Побыв еще некоторое время у могилы, друзья вернулись в полк, где Забарела передал Восковцеву письма Алхазуру его матери, несколько вырезанных из дерева фигурок советских солдат, кинжал, а также его орденскую книжку с медалью «За отвагу».

Посмотрев на фигурки воинов, Восковцев заметил:

– И у меня есть такая – подарок Алхазура, мой оберег.

Кивнув, Забарела закончил фразу:

– Алхазур, Степанков и Игнатов представлены к орденам, посмертно…

Подержав некоторое время кинжал в руках, Восковцев вернул его Забареле со словами:

– Возьми на память о нашем боевом товарище. Тебе пригодится.

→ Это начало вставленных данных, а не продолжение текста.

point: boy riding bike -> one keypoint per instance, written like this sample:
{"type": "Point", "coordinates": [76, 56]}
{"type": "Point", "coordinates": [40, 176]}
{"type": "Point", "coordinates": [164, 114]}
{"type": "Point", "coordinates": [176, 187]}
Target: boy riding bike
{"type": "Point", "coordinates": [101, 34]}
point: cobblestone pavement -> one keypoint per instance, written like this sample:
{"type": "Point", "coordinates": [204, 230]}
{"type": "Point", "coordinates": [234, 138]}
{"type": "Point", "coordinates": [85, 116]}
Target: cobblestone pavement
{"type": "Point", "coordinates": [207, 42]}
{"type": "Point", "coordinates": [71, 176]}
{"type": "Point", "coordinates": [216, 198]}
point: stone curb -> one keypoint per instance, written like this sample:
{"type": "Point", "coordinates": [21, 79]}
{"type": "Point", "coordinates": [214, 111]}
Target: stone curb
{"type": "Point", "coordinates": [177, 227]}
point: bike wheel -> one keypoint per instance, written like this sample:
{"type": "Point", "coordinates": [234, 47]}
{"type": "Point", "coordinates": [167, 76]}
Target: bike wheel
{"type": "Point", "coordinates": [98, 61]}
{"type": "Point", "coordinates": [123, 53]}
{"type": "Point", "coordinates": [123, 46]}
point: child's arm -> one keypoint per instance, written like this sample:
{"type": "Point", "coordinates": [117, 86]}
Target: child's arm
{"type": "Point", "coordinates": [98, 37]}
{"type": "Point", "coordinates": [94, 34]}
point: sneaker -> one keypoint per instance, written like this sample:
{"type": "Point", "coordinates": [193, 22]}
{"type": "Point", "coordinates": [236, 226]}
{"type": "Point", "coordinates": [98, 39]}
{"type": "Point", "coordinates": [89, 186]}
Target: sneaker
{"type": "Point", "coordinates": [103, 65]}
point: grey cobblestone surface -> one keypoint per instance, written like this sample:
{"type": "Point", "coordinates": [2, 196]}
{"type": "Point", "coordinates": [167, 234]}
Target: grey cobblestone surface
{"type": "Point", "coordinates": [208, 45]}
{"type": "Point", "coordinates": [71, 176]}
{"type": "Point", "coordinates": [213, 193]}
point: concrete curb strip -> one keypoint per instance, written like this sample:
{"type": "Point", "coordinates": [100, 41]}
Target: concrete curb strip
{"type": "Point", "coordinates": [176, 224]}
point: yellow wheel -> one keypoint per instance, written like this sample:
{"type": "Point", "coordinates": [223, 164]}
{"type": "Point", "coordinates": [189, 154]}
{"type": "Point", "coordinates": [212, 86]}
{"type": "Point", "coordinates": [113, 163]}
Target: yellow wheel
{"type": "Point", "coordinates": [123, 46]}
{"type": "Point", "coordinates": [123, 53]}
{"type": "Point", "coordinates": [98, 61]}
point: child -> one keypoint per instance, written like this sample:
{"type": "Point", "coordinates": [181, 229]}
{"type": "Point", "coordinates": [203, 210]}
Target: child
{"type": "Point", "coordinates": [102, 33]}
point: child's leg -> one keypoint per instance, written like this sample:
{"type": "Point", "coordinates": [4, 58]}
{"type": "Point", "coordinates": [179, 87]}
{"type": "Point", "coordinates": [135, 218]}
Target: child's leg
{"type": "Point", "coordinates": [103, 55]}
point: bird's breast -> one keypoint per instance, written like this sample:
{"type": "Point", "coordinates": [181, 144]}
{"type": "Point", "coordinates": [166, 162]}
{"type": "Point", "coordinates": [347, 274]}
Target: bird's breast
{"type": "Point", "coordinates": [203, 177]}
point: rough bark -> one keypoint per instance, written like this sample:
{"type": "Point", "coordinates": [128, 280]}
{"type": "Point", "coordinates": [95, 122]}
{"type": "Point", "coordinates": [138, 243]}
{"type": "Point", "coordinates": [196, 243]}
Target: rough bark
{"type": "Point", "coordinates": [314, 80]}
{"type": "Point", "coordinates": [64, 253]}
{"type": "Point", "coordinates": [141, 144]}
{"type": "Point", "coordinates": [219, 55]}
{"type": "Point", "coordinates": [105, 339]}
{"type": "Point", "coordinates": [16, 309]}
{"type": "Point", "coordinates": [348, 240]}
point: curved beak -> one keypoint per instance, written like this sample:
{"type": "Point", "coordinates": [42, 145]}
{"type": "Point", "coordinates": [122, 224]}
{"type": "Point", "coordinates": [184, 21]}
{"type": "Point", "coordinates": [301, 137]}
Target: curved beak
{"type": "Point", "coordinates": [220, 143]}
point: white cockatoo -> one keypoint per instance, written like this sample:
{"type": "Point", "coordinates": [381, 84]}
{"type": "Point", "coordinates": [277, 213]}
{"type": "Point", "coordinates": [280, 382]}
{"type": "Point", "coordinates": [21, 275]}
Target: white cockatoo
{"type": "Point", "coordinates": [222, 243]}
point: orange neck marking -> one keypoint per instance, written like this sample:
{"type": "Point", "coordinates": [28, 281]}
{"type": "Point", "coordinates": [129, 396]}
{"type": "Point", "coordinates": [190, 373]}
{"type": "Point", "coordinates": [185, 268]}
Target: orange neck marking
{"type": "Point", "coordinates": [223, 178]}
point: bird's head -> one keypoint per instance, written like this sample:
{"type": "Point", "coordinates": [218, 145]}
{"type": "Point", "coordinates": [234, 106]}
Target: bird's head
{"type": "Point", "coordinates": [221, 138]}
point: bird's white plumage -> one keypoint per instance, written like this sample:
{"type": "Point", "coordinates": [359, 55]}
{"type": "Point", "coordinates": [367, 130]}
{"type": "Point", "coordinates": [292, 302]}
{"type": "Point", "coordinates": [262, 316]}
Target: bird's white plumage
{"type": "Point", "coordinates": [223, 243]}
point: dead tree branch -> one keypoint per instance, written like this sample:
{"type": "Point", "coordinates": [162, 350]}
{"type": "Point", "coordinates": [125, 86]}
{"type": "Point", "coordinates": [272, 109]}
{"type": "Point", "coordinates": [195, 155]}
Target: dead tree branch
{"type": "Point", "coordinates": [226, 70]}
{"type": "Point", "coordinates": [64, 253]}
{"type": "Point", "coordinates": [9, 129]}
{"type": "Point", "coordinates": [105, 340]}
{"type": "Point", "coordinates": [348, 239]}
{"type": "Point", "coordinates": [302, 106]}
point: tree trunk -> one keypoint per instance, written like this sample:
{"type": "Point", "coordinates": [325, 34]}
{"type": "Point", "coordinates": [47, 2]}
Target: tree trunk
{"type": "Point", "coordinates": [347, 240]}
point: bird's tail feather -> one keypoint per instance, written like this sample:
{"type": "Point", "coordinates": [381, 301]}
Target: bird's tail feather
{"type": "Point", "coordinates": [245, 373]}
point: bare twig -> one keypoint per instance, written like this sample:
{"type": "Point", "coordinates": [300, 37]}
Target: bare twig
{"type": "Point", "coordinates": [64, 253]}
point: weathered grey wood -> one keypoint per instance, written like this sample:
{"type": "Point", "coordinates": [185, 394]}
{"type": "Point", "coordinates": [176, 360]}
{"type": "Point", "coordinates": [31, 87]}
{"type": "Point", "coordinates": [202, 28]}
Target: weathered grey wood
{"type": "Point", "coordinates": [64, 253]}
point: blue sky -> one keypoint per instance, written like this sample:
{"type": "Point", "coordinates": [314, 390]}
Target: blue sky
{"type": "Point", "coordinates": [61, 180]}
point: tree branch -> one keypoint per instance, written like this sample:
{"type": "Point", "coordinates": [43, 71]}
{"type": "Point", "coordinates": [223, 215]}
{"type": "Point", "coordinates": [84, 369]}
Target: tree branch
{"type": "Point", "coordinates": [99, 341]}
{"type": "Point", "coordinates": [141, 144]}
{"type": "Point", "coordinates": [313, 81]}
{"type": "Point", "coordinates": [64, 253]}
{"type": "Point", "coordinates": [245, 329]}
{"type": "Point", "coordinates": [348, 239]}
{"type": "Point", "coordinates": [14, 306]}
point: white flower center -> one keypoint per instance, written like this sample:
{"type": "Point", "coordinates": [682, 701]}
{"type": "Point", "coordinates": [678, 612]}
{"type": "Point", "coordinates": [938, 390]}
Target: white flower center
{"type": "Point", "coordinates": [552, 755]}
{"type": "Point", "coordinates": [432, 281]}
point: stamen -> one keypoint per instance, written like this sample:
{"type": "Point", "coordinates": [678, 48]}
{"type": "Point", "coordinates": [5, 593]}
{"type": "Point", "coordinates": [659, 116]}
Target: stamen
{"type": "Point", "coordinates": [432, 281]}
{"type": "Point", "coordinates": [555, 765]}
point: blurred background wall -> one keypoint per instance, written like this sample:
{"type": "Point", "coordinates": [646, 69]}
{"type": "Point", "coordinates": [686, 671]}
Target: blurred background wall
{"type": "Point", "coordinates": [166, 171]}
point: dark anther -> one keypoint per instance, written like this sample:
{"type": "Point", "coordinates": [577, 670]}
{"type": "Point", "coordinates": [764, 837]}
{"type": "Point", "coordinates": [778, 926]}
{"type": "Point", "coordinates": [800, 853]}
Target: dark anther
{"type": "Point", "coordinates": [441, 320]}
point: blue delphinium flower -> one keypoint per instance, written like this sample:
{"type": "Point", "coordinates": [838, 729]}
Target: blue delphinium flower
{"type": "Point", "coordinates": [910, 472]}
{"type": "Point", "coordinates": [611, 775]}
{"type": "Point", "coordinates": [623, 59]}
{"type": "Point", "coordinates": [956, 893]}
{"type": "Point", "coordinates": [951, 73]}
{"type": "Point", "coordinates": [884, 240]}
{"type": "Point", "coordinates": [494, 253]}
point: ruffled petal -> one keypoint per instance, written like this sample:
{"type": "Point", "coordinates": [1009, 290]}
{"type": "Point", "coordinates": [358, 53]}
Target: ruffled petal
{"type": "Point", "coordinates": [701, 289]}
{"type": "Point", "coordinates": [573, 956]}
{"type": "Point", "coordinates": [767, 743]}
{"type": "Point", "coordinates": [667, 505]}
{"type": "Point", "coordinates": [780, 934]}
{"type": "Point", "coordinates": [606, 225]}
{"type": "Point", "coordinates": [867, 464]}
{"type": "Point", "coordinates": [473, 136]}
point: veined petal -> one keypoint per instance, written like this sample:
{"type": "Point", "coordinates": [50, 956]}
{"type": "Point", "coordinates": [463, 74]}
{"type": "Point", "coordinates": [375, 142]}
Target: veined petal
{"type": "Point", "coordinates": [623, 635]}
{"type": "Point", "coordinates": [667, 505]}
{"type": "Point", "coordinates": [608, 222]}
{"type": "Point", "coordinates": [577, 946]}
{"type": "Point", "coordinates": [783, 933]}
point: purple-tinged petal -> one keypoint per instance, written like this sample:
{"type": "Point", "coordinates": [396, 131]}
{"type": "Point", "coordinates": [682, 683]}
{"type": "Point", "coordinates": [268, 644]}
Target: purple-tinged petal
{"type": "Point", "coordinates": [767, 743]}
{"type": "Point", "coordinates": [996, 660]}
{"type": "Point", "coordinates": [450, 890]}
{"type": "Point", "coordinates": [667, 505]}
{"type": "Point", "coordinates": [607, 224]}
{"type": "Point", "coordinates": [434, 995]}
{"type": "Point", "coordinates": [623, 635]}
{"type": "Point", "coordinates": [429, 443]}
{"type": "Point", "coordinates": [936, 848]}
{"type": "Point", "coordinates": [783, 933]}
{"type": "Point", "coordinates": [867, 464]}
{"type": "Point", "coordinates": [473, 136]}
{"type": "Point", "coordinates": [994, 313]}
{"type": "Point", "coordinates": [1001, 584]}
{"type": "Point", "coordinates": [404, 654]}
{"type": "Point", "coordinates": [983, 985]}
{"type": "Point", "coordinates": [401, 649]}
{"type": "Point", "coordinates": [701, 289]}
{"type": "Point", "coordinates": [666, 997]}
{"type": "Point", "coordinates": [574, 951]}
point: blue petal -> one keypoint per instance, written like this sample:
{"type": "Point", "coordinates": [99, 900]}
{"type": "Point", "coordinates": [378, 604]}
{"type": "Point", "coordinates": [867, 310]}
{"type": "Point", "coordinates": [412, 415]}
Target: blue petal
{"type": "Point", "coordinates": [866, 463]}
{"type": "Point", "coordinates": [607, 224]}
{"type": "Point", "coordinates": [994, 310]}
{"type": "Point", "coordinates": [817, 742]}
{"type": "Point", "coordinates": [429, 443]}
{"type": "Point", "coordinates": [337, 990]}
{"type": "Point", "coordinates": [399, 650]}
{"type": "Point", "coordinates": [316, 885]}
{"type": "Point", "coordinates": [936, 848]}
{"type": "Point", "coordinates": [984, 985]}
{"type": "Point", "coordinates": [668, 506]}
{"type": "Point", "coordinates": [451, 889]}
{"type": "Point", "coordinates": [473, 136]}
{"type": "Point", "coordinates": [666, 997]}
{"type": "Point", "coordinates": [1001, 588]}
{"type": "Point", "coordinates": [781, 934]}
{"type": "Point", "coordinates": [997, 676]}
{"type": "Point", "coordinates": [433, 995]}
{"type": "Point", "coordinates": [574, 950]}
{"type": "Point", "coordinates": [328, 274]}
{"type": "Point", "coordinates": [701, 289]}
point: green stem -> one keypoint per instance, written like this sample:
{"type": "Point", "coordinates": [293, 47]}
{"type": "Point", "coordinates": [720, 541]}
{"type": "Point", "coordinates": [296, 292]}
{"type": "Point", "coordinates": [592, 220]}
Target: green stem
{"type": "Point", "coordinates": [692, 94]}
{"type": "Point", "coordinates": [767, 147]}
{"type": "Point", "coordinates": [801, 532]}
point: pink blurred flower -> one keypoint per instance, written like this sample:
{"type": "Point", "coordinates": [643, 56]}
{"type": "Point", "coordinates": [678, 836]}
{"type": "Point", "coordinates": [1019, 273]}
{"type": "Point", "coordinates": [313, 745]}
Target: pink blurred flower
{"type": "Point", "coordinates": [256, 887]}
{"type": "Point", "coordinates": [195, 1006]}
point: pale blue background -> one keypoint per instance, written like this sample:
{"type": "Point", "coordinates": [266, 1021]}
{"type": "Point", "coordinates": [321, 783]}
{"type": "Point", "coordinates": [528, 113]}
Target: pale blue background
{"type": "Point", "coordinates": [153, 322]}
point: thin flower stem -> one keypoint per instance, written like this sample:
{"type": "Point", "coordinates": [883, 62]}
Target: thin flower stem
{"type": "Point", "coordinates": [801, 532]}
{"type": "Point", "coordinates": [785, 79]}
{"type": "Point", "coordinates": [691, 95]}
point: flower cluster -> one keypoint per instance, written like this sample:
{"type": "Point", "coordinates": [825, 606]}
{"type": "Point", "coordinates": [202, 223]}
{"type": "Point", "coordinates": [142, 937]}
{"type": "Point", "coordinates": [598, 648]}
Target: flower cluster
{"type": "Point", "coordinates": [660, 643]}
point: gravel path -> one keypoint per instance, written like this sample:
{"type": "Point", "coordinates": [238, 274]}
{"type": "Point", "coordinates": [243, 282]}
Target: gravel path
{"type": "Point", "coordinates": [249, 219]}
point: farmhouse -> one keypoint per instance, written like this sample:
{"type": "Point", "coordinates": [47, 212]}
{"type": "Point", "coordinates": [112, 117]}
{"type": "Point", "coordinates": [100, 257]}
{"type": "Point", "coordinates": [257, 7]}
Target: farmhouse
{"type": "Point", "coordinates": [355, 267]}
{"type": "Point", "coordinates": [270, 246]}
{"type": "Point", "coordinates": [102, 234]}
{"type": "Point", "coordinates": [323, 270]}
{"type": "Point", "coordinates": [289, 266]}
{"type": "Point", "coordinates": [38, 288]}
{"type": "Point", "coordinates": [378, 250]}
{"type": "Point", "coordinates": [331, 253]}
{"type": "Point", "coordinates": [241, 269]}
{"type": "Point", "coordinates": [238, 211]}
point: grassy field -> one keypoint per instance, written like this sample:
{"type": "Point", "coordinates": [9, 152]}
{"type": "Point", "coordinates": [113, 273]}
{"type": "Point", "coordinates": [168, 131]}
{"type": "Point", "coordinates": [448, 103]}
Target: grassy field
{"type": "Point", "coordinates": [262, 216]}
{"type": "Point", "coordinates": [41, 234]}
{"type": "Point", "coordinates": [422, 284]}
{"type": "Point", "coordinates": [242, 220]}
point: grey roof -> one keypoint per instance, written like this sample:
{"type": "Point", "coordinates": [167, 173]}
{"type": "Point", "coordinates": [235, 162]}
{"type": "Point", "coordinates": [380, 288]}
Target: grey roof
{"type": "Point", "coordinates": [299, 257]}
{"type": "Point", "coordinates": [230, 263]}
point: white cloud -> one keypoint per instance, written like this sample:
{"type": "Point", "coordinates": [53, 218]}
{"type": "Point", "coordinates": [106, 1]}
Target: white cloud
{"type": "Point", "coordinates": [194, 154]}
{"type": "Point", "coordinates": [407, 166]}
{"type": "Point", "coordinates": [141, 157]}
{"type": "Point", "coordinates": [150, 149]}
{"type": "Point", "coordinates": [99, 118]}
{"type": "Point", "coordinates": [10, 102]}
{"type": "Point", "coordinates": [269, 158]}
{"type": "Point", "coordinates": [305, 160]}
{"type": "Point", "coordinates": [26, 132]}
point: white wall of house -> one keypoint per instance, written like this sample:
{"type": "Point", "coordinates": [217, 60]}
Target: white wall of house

Взяв с благодарностью кинжал, Забарела продолжил:

– Алхазур погиб, спасая раненого Степанкова. Той ночью мы захватили аж полковника-танкиста и волокли его к своим, а он каким-то образом вытолкал кляп изо рта и давай кричать. Все это происходило прямо под носом у немцев. Они жутко всполошились, и давай осыпать квадрат минами, и вдогонку за нами устремились большой группой, безостановочно стреляя на ходу. Меня задело по касательной, Степанкова ранило в спину, и он уткнулся лицом в снег, но сознание не потерял. Алхазур сразу склонился над ним, заткнул ему рану бинтом, а нам рукой махнул: мол, тащите языка, мы прикроем вас. Когда я попытался возразить, он что-то прокричал по-своему, и это было настолько решительно сказано… Одним словом, я таким его ни разу не видел и не слышал. Да и спорить было некогда.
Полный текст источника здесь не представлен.